Input-Output in S-Plus

There are a number of ways to get data in and out of S-Plus. This document discusses most of them and when they might prove useful.

All of these functions are available in R, too, except where noted by the "not in R" logo


data.dump(), data.restore() -- SDD files

These are the original command-line techniques for moving S-Plus data from one machine to another. data.dump() creates an ASCII file (it's not particularly readable, but you can sort of see what's going on in there) and data.restore() reads in files in that format.
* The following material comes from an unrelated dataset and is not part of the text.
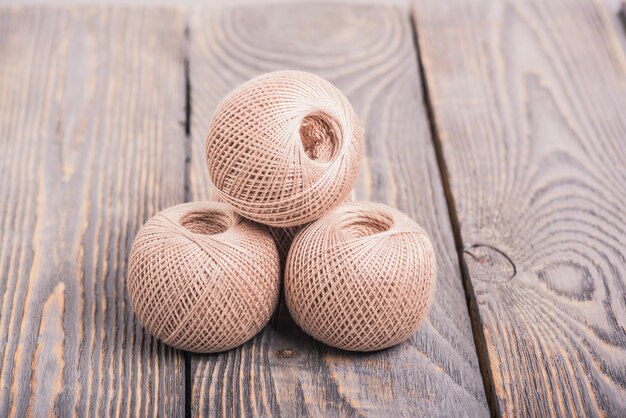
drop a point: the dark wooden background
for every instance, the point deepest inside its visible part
(498, 125)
The makers of S-Plus named this format "SDD" ("S-Plus Data Dump"? They call it "S-Plus Transport File") and you can read and write files of this format from the File | Import Data and File | Export Data menus as well.
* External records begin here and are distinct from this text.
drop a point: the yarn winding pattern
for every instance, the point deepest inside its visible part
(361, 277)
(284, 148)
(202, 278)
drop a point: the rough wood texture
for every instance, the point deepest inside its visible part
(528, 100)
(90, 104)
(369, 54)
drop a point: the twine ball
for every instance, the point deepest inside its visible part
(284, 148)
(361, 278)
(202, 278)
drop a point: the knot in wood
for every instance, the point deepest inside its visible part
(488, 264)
This is the recommnded way to move S-Plus data from one machine to another. Of course you could save it as, say, Excel on one machine and read it in on the other (see below for how). The SDD transport file, however, was specifically designed so that data could be moved between PC's and Unix machines. (Technical note: SDD files are ASCII, so when moving to or from Unix you need to beware of the CR/LF problem).
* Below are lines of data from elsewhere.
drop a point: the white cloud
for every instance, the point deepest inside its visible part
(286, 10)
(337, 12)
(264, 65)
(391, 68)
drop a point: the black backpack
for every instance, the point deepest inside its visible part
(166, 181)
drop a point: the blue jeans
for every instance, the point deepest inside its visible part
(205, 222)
Why can't I just move the S-Plus items themselves from one machine to another, using the Windows Explorer? And what's with all those weird names I see in my _Data directory, like "__28"?

These questions go together, though they're not really I/O questions. For information on these topics, click here.

File | Import Data and File | Export Data

S-Plus supports a number of file formats for both reading and writing. Many are formats used by other math and statistics packages (SAS, SPSS, Gauss); others are databases; and you can even read and write ODBC data for real-time database access. Under the "options" tab of this dialogue, you can specify a subset of rows and/or columns to be read in. Under "filter" you can use an expression to restrict the set of rows to be imported. The expression's syntax is not S-Plus: for example, it uses = instead of == for equality. The help on the filter explains this process well. Export works just like import and supports a number of file formats.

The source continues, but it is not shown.